Satu contoh nyata, sangat sedikit orang awam yang bisa membedakan pengaruh ajaran buku-buku tulisan Louis Berkhoft dan Charles Ryrie. Umat Kristen cenderung hanya melihat judul buku yang ditawarkan tanpa memperimbangkan siapa penulis dan apa latar belakang serta sistem teologi yang diadopsi. Pada hal, kedua teolog ini memiliki keyakinan dan persuasi teologi berbeda yang tidak mungkin diharmonisasikan. Para pembaca tidak menyadari bahwa ketika penulis memaparkan dan mengungkapkan suatu ajaran dalam tulisannya, sesunggunya apa yang ditulis merupakan produk atau hasil dari pola penafsiran yang dianutnya.

Harus diketahui bahwa tidak ada tulisan yang sungguh-sungguh netral dengan tanpa dipengaruhi teologi penulis. Justru sebaliknya, penulis memiliki motif dan tujuan yang ingin dicapainya yaitu suatu keyakinan dan kepercayaan penulis yang ingin disalurkan kepada pembaca. Penulisan buku-buku Kristen tidak semata-mata bertujuan kemersil, tetapi sebaliknya mereka ingin memaparkan dalam tulisan kenyakinan yang dipercaya sebagai kebenaran, yang akurat, baik, bermanfaat dan penting bagi Kekristenan.

Louis Berkhoft maupun Charles Ryrie merupakan dua pribadi yang memiliki persuasi teologi berbeda yang tidak mungkin bisa diharmoniskan. Mereka mengungkapkan dan menulis apa yang dirasa benar sesuai dengan sistem teologi masing-masing. Tulisan mereka merupakan produk dari sistem penafsiran mereka. Louis Berkhof merupakan perwakilan kelompok penganut sistem Kovenan atau kovenantalis, sementara Charles Ryrie merupakan perwakilan kelompok yang menganut sistem dispensasionalisme.

Kedua sistem teologi: Kovenan dan Dispensasionalisme memiliki prinsip dan pendekatan berbeda dalam menafsirkan Firman Allah. Karena keduanya saling bertentangan, maka kedua penganut sistem ini saling berdebat dan adu argmentasi di berbagai kesempatan, dalam jurnal, diskusi dan bahkan buku-buku yang dipublikasikan.
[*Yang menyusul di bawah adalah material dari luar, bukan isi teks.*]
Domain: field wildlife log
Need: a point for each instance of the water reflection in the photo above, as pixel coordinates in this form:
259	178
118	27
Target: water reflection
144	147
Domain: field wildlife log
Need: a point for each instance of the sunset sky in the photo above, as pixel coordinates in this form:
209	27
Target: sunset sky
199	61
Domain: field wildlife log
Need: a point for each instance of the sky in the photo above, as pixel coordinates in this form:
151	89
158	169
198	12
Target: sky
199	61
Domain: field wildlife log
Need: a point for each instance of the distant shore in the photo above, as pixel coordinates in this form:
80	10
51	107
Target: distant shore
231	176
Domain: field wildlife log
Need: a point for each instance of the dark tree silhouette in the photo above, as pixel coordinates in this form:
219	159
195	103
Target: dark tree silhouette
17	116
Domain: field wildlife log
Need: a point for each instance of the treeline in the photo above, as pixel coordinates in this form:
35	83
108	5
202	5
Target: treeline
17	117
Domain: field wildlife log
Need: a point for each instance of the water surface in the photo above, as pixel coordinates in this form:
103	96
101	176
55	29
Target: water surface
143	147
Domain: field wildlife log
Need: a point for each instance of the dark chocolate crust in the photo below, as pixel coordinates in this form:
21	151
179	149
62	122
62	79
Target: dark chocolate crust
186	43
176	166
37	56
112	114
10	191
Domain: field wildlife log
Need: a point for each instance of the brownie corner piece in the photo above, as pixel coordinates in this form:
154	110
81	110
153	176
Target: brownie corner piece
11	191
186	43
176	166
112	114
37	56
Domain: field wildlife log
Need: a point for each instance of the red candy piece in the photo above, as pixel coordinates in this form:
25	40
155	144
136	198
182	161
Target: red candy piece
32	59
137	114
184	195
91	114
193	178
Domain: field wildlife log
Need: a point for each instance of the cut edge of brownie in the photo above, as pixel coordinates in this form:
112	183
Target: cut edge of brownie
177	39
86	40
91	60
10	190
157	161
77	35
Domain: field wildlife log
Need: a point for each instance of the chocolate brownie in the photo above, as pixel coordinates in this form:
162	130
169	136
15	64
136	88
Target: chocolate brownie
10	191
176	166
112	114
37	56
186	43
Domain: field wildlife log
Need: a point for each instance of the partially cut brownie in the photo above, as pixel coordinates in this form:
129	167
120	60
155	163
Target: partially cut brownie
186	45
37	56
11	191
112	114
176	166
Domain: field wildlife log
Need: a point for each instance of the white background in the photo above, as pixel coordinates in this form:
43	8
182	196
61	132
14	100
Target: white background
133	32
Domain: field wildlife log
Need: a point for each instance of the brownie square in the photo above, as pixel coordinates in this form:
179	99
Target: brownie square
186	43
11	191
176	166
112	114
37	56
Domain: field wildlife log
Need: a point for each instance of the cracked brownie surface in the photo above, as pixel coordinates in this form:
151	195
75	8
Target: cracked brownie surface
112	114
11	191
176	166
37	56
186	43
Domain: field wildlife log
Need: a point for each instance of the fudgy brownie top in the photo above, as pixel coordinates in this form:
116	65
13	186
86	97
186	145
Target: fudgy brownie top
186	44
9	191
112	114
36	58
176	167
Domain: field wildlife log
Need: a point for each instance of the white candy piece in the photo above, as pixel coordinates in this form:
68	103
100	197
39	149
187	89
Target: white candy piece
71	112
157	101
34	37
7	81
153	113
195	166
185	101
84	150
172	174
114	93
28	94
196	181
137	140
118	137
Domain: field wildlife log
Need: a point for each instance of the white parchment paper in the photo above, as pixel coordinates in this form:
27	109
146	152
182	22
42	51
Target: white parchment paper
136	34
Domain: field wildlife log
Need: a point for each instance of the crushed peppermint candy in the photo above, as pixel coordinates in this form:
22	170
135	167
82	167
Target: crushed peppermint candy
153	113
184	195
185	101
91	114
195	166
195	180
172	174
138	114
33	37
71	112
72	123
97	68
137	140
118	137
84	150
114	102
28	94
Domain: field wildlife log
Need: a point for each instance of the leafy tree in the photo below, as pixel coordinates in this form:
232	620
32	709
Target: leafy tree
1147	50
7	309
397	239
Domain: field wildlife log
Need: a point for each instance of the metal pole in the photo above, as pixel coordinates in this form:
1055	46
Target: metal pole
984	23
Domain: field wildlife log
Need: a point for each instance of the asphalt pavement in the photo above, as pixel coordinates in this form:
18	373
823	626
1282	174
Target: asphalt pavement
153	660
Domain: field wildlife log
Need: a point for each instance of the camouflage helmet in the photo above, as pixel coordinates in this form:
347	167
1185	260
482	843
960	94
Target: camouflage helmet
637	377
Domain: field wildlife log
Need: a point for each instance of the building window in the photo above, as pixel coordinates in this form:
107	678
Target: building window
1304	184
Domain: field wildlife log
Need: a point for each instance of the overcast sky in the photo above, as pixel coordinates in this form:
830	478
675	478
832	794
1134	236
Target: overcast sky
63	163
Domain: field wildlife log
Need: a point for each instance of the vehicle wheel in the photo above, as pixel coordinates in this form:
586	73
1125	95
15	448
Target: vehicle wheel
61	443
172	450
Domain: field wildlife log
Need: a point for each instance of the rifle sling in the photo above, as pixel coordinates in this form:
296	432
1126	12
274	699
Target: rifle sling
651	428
Seakan tak habis-habisnya argumentasi yang diutarakan dan selama hampir seratus tahun terakhir, perdebatan keduanya tak kunjung reda. Keduanya saling mempertahankan pendapatnya sebagai pola penafsiran terbaik dalam menelaah Alkitab.

Jika pada doktrin-doktrin fundamental kedua sistem seakan saling mendukung dan menjalin keharmonisan, tidaklah demikian ketika bersinggungan dengan doktrin eklesiologi (Gereja) dan eskatologi (Akhir Zaman). Dalam kedua doktrin besar inilah tercermin berbedaan dan pertentangan kedua sistem. Mereka memiliki keyakinan yang bertolak-belakang. Memang kedua sistem selalu menunjukkan perbedaan dalam skala kecil ketika memaparkan doktrin-doktrin fundalmental, hanya saja dalam menditeksi perbedaan itu, dibutuhkan ketelitian dan kehati-hatiaan dalam analisisnya. Hal ini terjadi karena teologi saling berkaitan satu dengan lainnya seperti mata rantai yang tidak bisa diputuskan begitu saja tanpa mengganggu mata rantai yang lain.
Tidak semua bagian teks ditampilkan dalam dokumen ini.